This works for me:
julia> function mindists_sq(pos, dists_min, Acp)
for i in 1:size(pos, 2)
dists_min[i] = Inf
for j in 1:size(Acp, 2)
t = 0.0
for k=1:size(pos,1)
t += (pos[k, i]-Acp[k, j])^2
end
if t < dists_min[i]
dists_min[i] = t
end
end
end
return dists_min
end
mindists_sq (generic function with 1 method)
julia> function test()
const pos = rand(3, 64)
const Acp = rand(3, 1200)
const dists_min = zeros(64)
const tmp = zeros(typeof(Acp[1]), 1)
@time mindists_sq(pos, dists_min, Acp)
end
test (generic function with 1 method)
julia> test();
elapsed time: 0.001279041 seconds (0 bytes allocated)
Is this how you unrolled the innermost loop too?
On Wed, 2014-10-22 at 17:38, [email protected] wrote:
> As a complement, I just tried with Julia master and in the first case, I got
> an
> exec time around 0.7s. The second case is virtually the same.
>
> Julia Version 0.4.0-dev+1177
> Commit 16c3222* (2014-10-22 12:49 UTC)
> Platform Info:
> System: Linux (x86_64-unknown-linux-gnu)
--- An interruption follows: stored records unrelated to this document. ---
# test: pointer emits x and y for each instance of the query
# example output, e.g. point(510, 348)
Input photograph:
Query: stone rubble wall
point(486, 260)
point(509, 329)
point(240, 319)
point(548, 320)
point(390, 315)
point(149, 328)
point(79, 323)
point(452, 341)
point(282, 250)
> CPU: Intel(R) Core(TM)2 Duo CPU P8700 @ 2.53GHz
> WORD_SIZE: 64
> BLAS: libopenblas (USE64BITINT DYNAMIC_ARCH NO_AFFINITY Penryn)
> LAPACK: libopenblas
> LIBM: libopenlibm
> LLVM: libLLVM-3.3
>
> And as a reference, the corresponding Python code is that one:
>
> def mindists_sq(B, Acp):
> return ((Acp - B[:, None])**2).sum(2).min(1)
>
> And get executed in 4-8 ms.
>
>
> To Julia's honor, I can go down to 4-8 ms with it, but I need to emulate
> Python
> behavior with broadcasts and large preallocated temporaries:
>
> function mindists_sq2(pos, dists_min, Acp, tmp, ntmp)
> for j in 1:size(pos, 2)
> broadcast!(.-, tmp, Acp, sub(pos, :, j))
> for i in 1:length(tmp[:])
> tmp[i] *= tmp[i]
> end
> ntmp[:] = sum(tmp, 1)
> dists_min[j] = minimum(ntmp)
> end
> return dists_min
> end
>
>
> function test(pos, Acp)
> const dists_min = zeros(typeof(Acp[1]), lenght(pos))
> const tmp = similar(Acp)
> const ntmp = similar(Acp[1,:,:])
> @time mindists_sq2(pos, dists_min, Acp, tmp, ntmp)
> end
> test(A, B)
>
> elapsed time: 0.004768065 seconds (3624960 bytes allocated)
>
> but it's a bit more verbose and convoluted.